Беттина превосходно говорит по-русски. Акцент почти не заметен. Ее русская матушка училась в Москве в Университете дружбы народов, в конце семидесятых познакомилась там с немецким студентом, вышла за него замуж и укатила в ГДР. Сама Беттина тоже училась в России, кажется, в Питере.
Беттина стройная блондинка лет тридцати. Может, — тридцати пяти. Смущало только то, что она много говорила. Причем, по любому поводу и на любые темы. Остановить ее было трудно, впрочем, я и не пытался. Я только просил ее больше говорить на родном языке, чтобы я мог поупражняться в немецком.

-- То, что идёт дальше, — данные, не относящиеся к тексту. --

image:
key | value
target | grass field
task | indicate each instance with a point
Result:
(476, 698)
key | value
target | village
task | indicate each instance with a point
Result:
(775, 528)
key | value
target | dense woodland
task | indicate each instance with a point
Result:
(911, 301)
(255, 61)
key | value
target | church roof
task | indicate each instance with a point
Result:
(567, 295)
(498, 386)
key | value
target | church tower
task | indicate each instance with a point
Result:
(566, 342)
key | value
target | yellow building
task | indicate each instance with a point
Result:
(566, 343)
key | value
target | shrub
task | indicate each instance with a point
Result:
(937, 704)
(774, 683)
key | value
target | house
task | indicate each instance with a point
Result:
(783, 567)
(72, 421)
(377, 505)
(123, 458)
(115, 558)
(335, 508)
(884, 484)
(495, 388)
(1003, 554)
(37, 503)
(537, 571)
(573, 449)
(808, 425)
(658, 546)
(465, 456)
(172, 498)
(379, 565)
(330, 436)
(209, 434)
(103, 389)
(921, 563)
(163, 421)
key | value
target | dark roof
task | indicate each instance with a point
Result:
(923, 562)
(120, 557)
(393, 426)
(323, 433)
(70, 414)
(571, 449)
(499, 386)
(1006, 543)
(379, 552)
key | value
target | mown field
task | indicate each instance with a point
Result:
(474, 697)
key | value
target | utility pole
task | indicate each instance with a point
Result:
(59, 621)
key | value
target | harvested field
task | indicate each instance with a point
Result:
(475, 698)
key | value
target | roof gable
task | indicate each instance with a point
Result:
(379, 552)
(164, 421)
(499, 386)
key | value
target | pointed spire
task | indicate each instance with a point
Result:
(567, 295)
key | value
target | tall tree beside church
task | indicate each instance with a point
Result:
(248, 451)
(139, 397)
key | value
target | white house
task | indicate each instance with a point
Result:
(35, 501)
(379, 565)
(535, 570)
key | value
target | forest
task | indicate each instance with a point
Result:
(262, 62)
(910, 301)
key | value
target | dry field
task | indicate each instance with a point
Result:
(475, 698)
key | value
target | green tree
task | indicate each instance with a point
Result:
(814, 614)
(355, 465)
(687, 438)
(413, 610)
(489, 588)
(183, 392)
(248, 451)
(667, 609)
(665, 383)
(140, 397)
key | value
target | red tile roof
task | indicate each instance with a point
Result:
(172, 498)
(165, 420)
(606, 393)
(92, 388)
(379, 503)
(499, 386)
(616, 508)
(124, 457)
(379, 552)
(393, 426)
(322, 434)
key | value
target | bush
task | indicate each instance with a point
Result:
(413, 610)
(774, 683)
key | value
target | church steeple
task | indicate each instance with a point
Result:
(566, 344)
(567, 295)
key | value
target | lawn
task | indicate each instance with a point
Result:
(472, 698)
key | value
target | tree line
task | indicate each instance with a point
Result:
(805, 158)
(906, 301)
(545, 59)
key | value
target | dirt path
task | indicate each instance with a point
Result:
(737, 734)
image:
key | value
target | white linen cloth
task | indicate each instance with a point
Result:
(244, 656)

В какой-то момент мне показалось, что Карл связался с дурой… Сразу оговорюсь, что я ошибся. Забегая вперед, скажу, что и болтливость ее со временем поубавилась. Она, видимо, поняла, что болтать, когда тебя никто не слушает, пустая трата времени.
Но поначалу ее безудержная словоохотливость дала мне повод задуматься над проблемой среднестатистического дурака. И рассмотреть ее почти с научной точки зрения.
Опыт общения с дураками и дурами у меня не богатый. Скорее всего, его просто нет. Потому что среди моих друзей откровенных и скрытых дураков не было. Были очень умные, были просто умные, попадались менее умные. Но дураков не было. Это правда. Дураки в число моих друзей не входили. И дело тут, замечу скромно, не во мне и не в моих друзьях, просто так получилось. Видимо, дураков не привлекали компании, в которых я вращался; у дураков, подозреваю, свой круг общения.